Separately, figures from the Office for National Statistics yesterday showed that growth in manufacturing output slowed to 0.1 per cent in September. While activity rose for the fifth straight month, it was the weakest month-on-month rate since April. The year-on-year increase slowed to 4.8 per cent in September from a near 16-year high of 6.1 per cent in August, which economists said reflected a spike in output last autumn as the manufacturing sector began to pick up after the recession.

The stronger performing manufacturing sub-sectors were chemical and man-made fibres, basic metals and metal products and food, drink and tobacco, while sub-sectors such as electrical and optical equipment, and paper, printing and publishing fell.

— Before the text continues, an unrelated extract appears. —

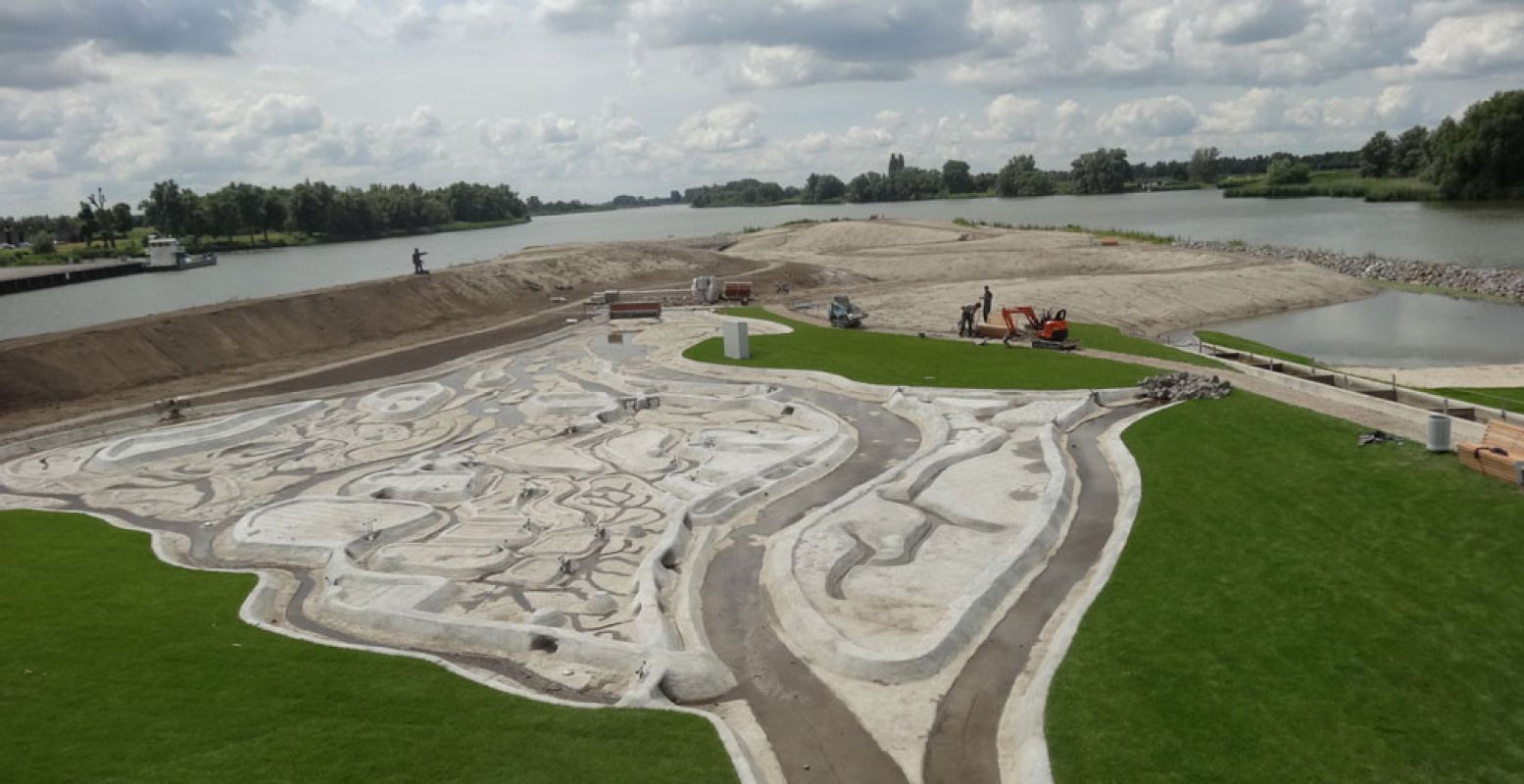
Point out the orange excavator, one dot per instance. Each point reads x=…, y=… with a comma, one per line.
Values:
x=1049, y=329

Howard Archer, at IHS Global Insight, said: "The reduced rise in manufacturing output in September fuels suspicion that manufacturing activity will be pressurised increasingly over the coming months by stock rebuilding winding down, tighter fiscal policy weighing down on domestic demand, and slower global growth hitting foreign demand."

Other ONS data showed the UK trade deficit – that is when imports exceed exports – narrowed slightly in September. The UK's seasonally adjusted deficit on trade in goods and services was £4.6bn in September, compared with £4.9bn in August.